For Netanyahu’s right wing base the main attraction is the authenticity and veracity of his vision. As an officer in Israel’s elite Sayeret Matkal unit, he fought PLO terrorists for years. His brother Yoni’s death in the Entebbe operation in 1976 propelled him onto the public stage as an international anti-terrorism activist. In his 1991 book ‘A Place Among the Nations’ Bibi said Iran was an existential threat and proposed only limited autonomy for the Palestinians because of the danger of terrorist attacks from the West Bank and Gaza. In 1993, when Israel signed a peace agreement with the PLO, Netanyahu’s narrative looked like a relic from a bygone era. But the collapse of that peace agreement in the bloody violence of the second intifada plus Hamas control of Gaza and its arsenal of long-range missiles made Netanyahu’s warnings prophetic. As the Israeli left’s dream of peace turned to dust, its leaders never recovered with a new plan. Netanyahu’s support is built on an Israeli consensus that wanted terrorism to end and no longer believed there would be peace with the Palestinians because every territorial concession became a missile launchpad. Netanyahu interprets that mandate as a sacred instruction to ensure stability, make no concessions and take no risks.
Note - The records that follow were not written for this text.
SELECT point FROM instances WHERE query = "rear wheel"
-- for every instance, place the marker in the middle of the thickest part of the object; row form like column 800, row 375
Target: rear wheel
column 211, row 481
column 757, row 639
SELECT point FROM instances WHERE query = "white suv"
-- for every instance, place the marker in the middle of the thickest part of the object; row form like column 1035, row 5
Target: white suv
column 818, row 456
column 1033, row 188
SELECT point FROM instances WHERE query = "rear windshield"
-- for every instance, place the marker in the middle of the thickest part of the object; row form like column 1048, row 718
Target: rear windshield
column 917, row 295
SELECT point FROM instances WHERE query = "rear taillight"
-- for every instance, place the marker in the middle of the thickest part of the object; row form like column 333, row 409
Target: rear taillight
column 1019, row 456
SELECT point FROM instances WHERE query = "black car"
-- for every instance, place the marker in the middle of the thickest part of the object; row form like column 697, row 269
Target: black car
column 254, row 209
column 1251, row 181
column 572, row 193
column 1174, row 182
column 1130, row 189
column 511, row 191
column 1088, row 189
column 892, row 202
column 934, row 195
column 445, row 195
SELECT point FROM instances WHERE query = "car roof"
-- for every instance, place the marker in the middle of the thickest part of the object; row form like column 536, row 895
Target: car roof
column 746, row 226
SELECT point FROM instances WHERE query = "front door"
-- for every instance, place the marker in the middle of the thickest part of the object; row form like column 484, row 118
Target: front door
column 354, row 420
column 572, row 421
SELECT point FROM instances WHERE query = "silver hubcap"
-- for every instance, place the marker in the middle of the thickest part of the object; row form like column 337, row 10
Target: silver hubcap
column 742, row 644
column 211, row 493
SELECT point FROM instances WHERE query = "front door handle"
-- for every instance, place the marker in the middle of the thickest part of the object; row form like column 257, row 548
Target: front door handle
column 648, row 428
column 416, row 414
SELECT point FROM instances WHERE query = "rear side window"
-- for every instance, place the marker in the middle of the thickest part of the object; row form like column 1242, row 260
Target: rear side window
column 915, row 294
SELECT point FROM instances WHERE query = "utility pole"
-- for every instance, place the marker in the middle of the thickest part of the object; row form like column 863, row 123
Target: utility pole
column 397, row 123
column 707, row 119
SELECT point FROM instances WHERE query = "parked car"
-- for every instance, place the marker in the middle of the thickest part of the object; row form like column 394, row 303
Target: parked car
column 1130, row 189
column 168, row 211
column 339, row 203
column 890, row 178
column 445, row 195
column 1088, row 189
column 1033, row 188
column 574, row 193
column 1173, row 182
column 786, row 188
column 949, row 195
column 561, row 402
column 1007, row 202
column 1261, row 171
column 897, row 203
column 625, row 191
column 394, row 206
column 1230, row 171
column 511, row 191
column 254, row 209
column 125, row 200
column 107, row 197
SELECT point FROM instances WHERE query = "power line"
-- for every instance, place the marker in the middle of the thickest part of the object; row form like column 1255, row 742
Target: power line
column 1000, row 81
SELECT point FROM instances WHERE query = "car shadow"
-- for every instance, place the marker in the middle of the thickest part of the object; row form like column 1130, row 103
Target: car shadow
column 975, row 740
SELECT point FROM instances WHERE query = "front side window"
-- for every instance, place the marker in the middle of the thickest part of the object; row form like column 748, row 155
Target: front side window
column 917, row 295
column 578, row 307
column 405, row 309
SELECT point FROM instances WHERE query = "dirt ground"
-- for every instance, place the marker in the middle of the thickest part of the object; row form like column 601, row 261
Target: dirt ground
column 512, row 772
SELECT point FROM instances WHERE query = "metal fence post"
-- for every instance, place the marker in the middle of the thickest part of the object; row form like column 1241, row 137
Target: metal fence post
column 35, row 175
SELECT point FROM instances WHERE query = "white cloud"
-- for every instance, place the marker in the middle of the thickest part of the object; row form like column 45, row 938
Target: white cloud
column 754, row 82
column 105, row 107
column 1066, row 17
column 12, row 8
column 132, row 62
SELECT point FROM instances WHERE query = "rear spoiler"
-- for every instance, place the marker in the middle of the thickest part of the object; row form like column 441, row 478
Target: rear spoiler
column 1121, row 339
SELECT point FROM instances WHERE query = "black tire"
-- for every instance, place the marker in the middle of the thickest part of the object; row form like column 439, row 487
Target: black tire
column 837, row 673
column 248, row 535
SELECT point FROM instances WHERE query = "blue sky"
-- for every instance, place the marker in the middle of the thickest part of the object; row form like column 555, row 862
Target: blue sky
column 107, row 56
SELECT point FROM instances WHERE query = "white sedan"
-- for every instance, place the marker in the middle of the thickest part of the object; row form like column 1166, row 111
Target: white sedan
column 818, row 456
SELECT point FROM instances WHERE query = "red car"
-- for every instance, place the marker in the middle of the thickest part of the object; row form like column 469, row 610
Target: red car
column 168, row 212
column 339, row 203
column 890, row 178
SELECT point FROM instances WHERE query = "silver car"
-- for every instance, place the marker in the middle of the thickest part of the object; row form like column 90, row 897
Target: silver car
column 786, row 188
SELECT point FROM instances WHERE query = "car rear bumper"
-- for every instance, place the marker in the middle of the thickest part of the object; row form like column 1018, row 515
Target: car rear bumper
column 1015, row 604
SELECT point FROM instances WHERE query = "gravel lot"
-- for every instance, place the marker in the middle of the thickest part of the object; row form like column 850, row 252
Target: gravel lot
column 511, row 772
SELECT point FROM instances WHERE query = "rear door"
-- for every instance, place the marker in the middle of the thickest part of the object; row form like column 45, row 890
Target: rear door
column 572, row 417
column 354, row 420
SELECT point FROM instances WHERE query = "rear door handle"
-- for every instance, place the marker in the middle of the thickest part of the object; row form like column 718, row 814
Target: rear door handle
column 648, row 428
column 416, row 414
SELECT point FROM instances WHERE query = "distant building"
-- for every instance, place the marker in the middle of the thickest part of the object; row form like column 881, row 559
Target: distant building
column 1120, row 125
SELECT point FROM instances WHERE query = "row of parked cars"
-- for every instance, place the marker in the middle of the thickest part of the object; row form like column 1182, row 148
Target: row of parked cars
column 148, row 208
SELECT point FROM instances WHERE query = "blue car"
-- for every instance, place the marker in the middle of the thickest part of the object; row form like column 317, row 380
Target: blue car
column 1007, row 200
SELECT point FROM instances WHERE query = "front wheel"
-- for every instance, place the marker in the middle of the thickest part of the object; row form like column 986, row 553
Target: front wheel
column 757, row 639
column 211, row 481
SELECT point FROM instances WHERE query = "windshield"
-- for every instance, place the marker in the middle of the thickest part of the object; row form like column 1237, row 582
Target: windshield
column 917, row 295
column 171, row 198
Netanyahu revels in this role, repeating his mantra that ‘in the Middle East, only the strong survive’. The writer Matti Friedman described it like this: “He says to Israelis, there’s a room. And in that room are the likes of Putin and Assad and Khamenei. Who do you want in there? A straight shooter who believes in the fundamental goodness of humanity? Or your most wily representative? Many Israelis say yes, the latter. That’s who we want in that room.”

Netanyahu can meet with Trump, Putin, Xi Jinping or Narendra Modi and get down to serious business. Few other world leaders can say that and for a tiny country like Israel, that matters. It’s why Likud have made this a centre piece of their campaign.

But this election is different. For the first time Netanyahu faces a fight on both flanks. Avigdor Lieberman on the right is toxifying Bibi’s long-term alliance with the ultra-orthodox, Gantz in the centre is attacking him for corruption and Barak is attacking him for everything. This will require a very different campaign with an exceptional level of versatility. Circling back to Pfeffer’s point about the lack of alternative candidates, Bibi has been lucky with his opponents. For many Israelis surveying what’s on offer, Netanyahu remains the best option.